Monday, March 02, 2009

Big Butch *Blush*


IMAGE © Deborah Kelly Big Butch Billboard 2009

My thanks and general admiration to Debora Kelly for creating the wonderful image and intervention above.
In the spirit of "Hey Hetero" and "Beware of the God" Kelly has done a nice detournement of Maria Kozic's bitch billboard of 1989 to drag around a very sexy image of a butch - on the back of the truck.

There's also gonna be a MArdis Gras entry - of butches and fans dragging alongside the billboard up Okker st. on Saturday night.

*sigh*

And i'm stuck in smellbourne, receiving freaky fire updates on my phone, trying to finish my tome (it's getting there, slowly, but surely)

It's not all bad down south. I've got my own butch icon at home, and she makes me blush and swoon, and sign, and giggle, and sigh some more.....

Big tattooed biceps, hairy musky armpits divided by voluptuous breasts. Real tits, real tats, a soft mo and softer lips. The brut 33 in the bathroom, the collection of cocks in the bedroom. The incredible infinite queerness of a woman who is big and butch and strong and so softly sexily female throughout.
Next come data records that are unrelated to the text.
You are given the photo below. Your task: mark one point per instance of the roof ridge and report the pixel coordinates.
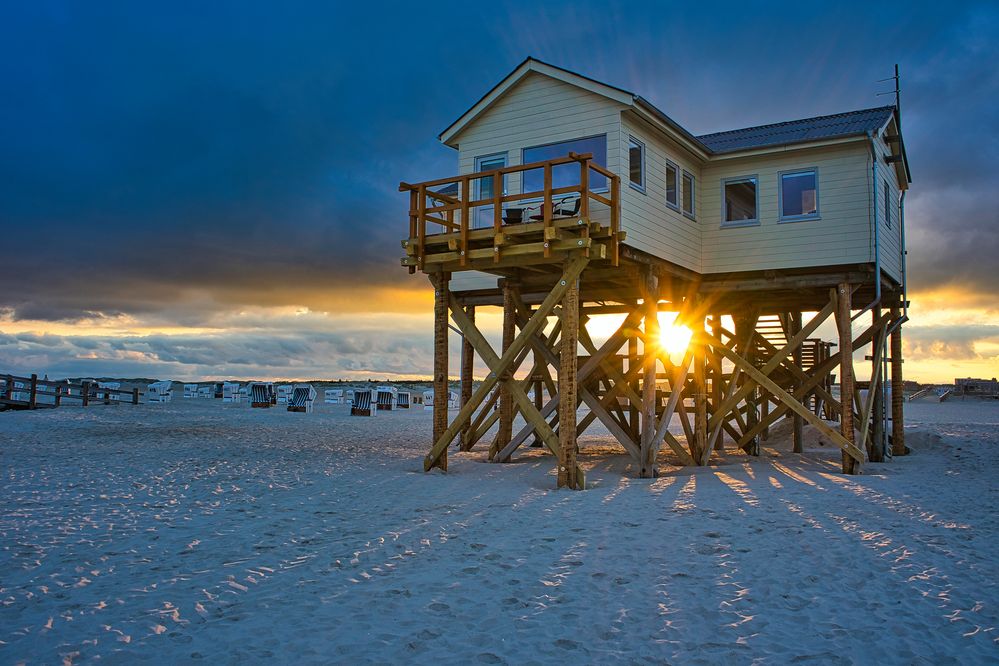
(799, 120)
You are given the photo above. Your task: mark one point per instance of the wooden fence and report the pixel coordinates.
(34, 393)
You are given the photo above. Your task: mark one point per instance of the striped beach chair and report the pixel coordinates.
(402, 400)
(365, 403)
(302, 398)
(386, 398)
(261, 395)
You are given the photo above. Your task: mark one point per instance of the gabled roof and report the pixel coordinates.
(797, 131)
(836, 126)
(619, 95)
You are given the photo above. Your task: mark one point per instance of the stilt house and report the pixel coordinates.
(575, 198)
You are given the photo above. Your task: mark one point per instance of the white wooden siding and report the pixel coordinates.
(653, 226)
(889, 231)
(842, 234)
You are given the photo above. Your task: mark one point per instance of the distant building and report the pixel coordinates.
(971, 386)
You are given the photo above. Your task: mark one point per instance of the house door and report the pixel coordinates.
(484, 188)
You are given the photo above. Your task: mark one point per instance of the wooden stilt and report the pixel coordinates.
(650, 295)
(569, 474)
(699, 449)
(633, 407)
(876, 452)
(797, 426)
(440, 363)
(716, 383)
(467, 367)
(506, 401)
(844, 294)
(897, 390)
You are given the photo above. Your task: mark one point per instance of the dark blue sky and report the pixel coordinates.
(193, 158)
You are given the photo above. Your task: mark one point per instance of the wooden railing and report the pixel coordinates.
(447, 213)
(23, 393)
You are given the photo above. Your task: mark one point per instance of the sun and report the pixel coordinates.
(675, 338)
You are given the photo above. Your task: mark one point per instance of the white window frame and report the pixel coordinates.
(781, 217)
(605, 188)
(692, 213)
(641, 146)
(755, 221)
(887, 198)
(676, 184)
(483, 215)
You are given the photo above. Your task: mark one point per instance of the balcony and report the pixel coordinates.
(469, 222)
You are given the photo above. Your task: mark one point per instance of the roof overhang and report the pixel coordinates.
(513, 78)
(630, 100)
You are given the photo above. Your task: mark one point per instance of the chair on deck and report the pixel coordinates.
(261, 395)
(364, 404)
(386, 398)
(302, 398)
(565, 208)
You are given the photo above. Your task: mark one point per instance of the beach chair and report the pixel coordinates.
(365, 403)
(302, 398)
(386, 398)
(159, 392)
(261, 395)
(402, 399)
(232, 393)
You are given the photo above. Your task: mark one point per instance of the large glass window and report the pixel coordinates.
(688, 193)
(672, 185)
(636, 163)
(887, 190)
(565, 175)
(799, 195)
(739, 195)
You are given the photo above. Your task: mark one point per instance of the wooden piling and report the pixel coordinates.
(798, 424)
(844, 293)
(650, 294)
(897, 390)
(876, 453)
(569, 474)
(467, 368)
(505, 431)
(440, 361)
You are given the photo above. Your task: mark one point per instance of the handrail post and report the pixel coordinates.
(546, 208)
(421, 223)
(584, 201)
(615, 218)
(466, 188)
(412, 221)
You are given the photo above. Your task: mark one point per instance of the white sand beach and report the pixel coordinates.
(196, 531)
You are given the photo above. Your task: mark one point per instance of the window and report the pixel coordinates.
(887, 205)
(739, 195)
(636, 163)
(688, 193)
(799, 195)
(672, 185)
(565, 175)
(483, 188)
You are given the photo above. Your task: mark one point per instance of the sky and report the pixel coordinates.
(210, 190)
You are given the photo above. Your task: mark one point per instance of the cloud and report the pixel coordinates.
(959, 342)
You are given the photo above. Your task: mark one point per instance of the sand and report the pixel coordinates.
(197, 531)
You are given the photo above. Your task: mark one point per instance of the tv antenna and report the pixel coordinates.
(897, 92)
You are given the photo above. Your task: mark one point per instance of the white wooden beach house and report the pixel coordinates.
(575, 194)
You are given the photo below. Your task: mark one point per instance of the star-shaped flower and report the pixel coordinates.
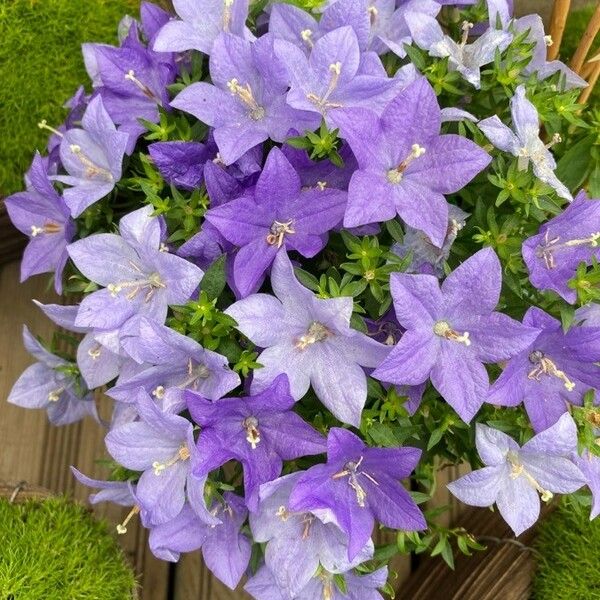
(360, 485)
(405, 164)
(562, 243)
(515, 477)
(525, 142)
(452, 330)
(137, 273)
(555, 371)
(41, 214)
(278, 214)
(260, 431)
(310, 340)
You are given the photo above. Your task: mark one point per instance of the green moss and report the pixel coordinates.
(569, 545)
(55, 550)
(41, 67)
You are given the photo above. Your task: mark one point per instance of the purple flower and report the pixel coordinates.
(555, 371)
(310, 340)
(202, 22)
(359, 485)
(298, 542)
(263, 586)
(466, 58)
(171, 363)
(162, 446)
(525, 142)
(137, 273)
(553, 255)
(40, 213)
(52, 383)
(279, 214)
(246, 103)
(260, 431)
(406, 164)
(452, 330)
(513, 476)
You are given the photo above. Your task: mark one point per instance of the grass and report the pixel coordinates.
(55, 550)
(569, 545)
(41, 67)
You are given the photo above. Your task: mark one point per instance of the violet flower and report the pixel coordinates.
(246, 101)
(260, 431)
(52, 383)
(297, 543)
(555, 371)
(562, 243)
(138, 275)
(41, 214)
(405, 163)
(452, 330)
(279, 214)
(525, 142)
(311, 341)
(515, 477)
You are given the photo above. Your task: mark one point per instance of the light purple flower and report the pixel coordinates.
(514, 477)
(553, 255)
(246, 101)
(52, 383)
(405, 163)
(41, 214)
(310, 340)
(279, 214)
(138, 274)
(525, 142)
(452, 330)
(555, 371)
(260, 431)
(201, 23)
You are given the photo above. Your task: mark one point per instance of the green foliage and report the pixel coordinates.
(41, 67)
(569, 546)
(56, 550)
I don't buy into the "butch femme thing" as some rigid sapphic category, but I *adore* having a buxum butch wench so much that bits of me involuntarily water on a regular basis. somehow with her, a lot of stuff seems to be resolved, and a lot more stuff made possible. I feel proud of myself, like i've grown up enough to catch the big fish I always dreamt of. She takes me, and lets me take her places where we both switch and sigh and laugh and fuck and sing across out many genders and many selves.


I desire and respect tranny boys, but the butch wench is what really gets me giggly and happy and exited.... so elegantly striding, sliding along the fence of gender ambiguity. calmly holding herself as a woman in the world, who is not a girl, not a femme, not a man in transition, but a strong, sexy, masculine and feminine, divinely ambiguous woman. Staying outside of the gender privilege of passing as a man, or slipping into the masquerade of closetted femininity, she is confronting, and yet so calm, and so incredibly beautiful.
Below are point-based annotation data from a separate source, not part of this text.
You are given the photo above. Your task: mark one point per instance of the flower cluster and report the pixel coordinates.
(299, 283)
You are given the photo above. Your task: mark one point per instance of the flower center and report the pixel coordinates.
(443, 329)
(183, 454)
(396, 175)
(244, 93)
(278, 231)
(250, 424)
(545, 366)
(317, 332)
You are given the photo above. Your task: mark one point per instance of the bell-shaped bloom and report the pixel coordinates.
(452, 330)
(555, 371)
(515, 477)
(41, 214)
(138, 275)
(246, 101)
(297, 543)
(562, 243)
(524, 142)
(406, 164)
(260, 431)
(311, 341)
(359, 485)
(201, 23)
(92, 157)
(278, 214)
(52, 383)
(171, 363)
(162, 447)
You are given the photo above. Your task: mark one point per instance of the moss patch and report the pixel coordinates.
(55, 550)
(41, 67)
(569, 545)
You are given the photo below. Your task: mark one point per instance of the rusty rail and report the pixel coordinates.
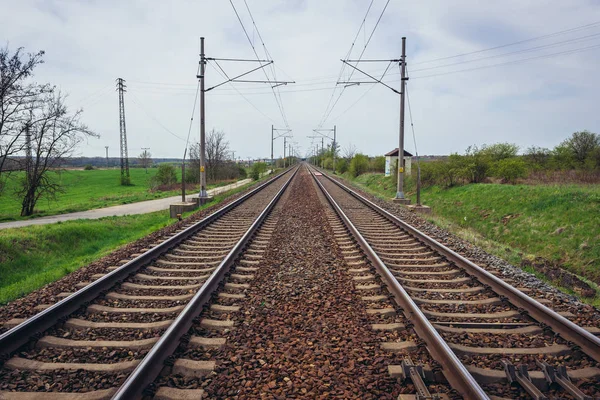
(16, 337)
(589, 343)
(453, 369)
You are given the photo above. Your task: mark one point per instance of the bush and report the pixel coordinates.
(243, 174)
(378, 164)
(510, 169)
(257, 170)
(359, 165)
(341, 165)
(166, 175)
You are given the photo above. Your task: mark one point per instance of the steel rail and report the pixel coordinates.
(453, 369)
(16, 337)
(589, 343)
(152, 364)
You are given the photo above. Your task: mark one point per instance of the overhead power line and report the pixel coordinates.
(578, 28)
(277, 99)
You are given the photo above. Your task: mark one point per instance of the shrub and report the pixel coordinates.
(257, 170)
(341, 165)
(359, 165)
(378, 164)
(501, 151)
(510, 169)
(166, 175)
(243, 174)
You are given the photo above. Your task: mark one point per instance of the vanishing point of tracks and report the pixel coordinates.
(112, 337)
(301, 289)
(490, 339)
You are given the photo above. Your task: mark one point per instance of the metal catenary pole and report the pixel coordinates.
(334, 148)
(203, 193)
(272, 139)
(284, 144)
(400, 187)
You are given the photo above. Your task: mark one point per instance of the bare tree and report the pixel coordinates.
(17, 98)
(145, 159)
(349, 151)
(218, 165)
(51, 136)
(217, 150)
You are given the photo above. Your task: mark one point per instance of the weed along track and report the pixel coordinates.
(116, 332)
(301, 289)
(491, 340)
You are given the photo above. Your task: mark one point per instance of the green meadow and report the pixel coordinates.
(560, 223)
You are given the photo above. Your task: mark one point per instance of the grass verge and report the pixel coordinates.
(34, 256)
(87, 190)
(522, 224)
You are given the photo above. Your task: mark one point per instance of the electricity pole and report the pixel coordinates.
(273, 138)
(400, 187)
(203, 196)
(125, 179)
(400, 184)
(203, 61)
(146, 157)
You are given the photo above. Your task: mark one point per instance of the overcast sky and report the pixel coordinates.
(538, 94)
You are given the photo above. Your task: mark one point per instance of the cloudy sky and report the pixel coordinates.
(535, 92)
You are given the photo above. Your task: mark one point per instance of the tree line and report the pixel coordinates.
(577, 158)
(37, 131)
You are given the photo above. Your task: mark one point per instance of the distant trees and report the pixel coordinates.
(145, 159)
(218, 164)
(37, 132)
(18, 97)
(51, 135)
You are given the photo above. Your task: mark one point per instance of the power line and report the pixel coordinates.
(510, 62)
(244, 97)
(515, 43)
(151, 116)
(343, 65)
(277, 100)
(359, 58)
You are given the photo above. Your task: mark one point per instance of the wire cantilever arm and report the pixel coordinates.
(239, 76)
(370, 76)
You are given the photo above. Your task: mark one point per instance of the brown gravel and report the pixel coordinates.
(23, 307)
(303, 332)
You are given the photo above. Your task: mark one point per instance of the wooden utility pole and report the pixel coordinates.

As i get older, I'm more aware of the exaggerated femininity of young insecure girls, twittering in frills, frocks and shite shoes. Long hair, long nails, high voices. Part of me is tempted to blame the young, because I wasn't ever like that myself, and I feel like echoing the cliched chorus of old feminists "but we weren't like that when we were young"...... and of course I wasn't, and of course my friend's weren't, and fortunately most of us aren't "yummy mummies" either, pushing 3-wheeled designer prams between the four-wheeled drives and pilates classes.

To categorise all younger women as oppressed or unfeminist , ignores the enormous amount of deviation that does exist among younger women; which are still in a minority - like the young student radicals, the anarchists, the baby-dykes, the other young radical student feminists. Thing is - we are always in the minority... and its only when you get older that you see young people as an anonymous cohort; as separate, generally conformist and strangely sexualised, and so incredibly insecure..... It's great to see the variety of genders in dykedom - the differing femmes, the differing genders the variation from andro to butch, to leather daddy, from coy bois to T-d up transmen. My hazy memories of 15 years ago had 99% of dykes looking like bad KD Lang clones, so it's good to see women pushing our genders in all shapes and styles.
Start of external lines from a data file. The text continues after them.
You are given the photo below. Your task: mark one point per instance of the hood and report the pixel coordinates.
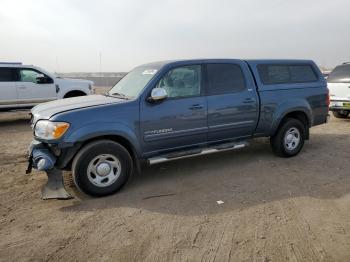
(47, 110)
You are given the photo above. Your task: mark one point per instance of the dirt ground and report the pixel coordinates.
(274, 209)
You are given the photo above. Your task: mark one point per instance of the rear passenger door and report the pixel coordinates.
(232, 101)
(8, 93)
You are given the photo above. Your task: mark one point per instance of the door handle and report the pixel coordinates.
(249, 100)
(196, 107)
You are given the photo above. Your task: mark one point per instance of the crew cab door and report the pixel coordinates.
(32, 91)
(232, 101)
(8, 93)
(180, 120)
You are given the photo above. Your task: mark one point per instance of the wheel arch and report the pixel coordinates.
(298, 114)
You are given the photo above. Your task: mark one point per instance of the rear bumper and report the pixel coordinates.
(339, 105)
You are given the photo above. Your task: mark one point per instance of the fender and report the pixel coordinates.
(289, 106)
(98, 129)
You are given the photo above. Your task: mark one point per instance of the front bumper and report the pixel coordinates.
(40, 157)
(60, 155)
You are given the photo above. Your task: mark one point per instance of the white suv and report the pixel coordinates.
(339, 90)
(26, 86)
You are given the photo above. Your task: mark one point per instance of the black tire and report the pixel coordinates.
(278, 143)
(339, 114)
(83, 161)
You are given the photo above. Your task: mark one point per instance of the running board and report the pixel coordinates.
(196, 152)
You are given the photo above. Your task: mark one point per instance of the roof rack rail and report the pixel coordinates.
(10, 63)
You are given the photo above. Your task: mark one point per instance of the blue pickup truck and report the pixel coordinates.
(174, 109)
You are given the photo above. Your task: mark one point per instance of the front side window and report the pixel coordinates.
(281, 74)
(183, 81)
(7, 74)
(133, 83)
(28, 75)
(225, 79)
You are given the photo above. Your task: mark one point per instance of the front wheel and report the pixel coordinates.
(101, 168)
(289, 139)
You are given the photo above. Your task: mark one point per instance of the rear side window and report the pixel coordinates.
(7, 74)
(340, 74)
(224, 79)
(281, 74)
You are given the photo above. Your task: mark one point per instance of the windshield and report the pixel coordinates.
(133, 83)
(340, 74)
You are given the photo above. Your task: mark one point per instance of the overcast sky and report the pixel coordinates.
(69, 35)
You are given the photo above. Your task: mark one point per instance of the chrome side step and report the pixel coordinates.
(192, 153)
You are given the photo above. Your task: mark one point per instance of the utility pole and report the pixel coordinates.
(100, 64)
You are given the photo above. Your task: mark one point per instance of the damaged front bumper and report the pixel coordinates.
(42, 159)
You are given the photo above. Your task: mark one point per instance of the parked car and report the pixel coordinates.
(169, 110)
(339, 87)
(26, 86)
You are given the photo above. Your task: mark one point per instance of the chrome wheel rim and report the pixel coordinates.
(104, 170)
(291, 138)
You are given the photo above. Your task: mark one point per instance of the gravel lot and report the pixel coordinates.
(274, 209)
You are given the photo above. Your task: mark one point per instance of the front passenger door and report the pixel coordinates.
(232, 102)
(179, 121)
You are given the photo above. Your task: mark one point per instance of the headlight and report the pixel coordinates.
(46, 129)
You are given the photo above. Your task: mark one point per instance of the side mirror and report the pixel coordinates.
(158, 94)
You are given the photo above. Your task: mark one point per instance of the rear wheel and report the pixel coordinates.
(339, 114)
(289, 139)
(101, 168)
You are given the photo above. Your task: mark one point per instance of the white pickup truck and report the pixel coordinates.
(339, 89)
(24, 86)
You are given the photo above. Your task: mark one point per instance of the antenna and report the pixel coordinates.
(11, 63)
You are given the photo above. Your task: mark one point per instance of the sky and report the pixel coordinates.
(76, 35)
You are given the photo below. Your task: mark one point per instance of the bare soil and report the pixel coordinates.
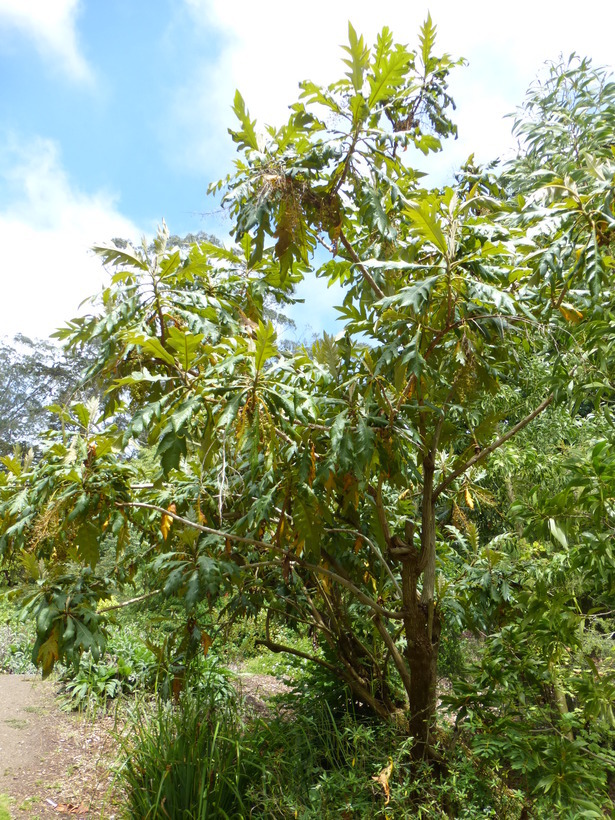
(52, 763)
(59, 764)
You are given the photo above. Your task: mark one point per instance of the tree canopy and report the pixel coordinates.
(344, 486)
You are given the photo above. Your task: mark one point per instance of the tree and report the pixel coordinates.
(314, 483)
(33, 375)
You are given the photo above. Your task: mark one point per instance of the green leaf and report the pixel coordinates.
(246, 138)
(87, 543)
(558, 533)
(389, 69)
(376, 213)
(415, 296)
(424, 219)
(359, 59)
(185, 344)
(154, 347)
(265, 345)
(427, 39)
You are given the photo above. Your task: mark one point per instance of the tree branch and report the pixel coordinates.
(278, 647)
(366, 274)
(131, 601)
(374, 548)
(486, 451)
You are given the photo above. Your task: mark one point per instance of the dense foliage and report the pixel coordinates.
(374, 491)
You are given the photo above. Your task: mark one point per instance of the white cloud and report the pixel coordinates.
(46, 229)
(272, 45)
(51, 24)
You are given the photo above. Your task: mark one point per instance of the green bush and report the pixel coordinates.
(188, 757)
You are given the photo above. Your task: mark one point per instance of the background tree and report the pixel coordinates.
(319, 484)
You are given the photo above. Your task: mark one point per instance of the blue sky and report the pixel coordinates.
(114, 114)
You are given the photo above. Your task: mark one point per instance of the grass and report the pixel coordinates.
(5, 801)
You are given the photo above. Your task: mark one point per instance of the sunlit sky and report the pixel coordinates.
(114, 114)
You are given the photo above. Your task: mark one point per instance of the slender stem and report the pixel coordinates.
(131, 601)
(365, 599)
(365, 273)
(375, 549)
(492, 447)
(278, 647)
(404, 673)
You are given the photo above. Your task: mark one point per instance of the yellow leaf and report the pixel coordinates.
(330, 482)
(206, 642)
(48, 652)
(166, 521)
(383, 778)
(570, 314)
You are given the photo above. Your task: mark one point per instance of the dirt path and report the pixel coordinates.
(52, 764)
(55, 764)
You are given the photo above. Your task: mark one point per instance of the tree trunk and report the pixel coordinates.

Butch women give all of us more space, to breathe, to desire, to walk and stand, and we all have to claim that space, to do our genders differently, more openly, more fluidly, more sexily. To happily and ostentatiously display the infinity of ways in which our bodies, our desires can be and become impossibly exquisite wonderful things..... to take the spaces we can, when we can.

Of course, I'm writing this having not yet left the house. I'm still in my pyjamas, and alternating between opening up the flat, and closing it, as cool cloudy breezes alternate with hot cyclonic blasts. Melbourne weather is more moody than a butch with PMT, and a lot less sexy.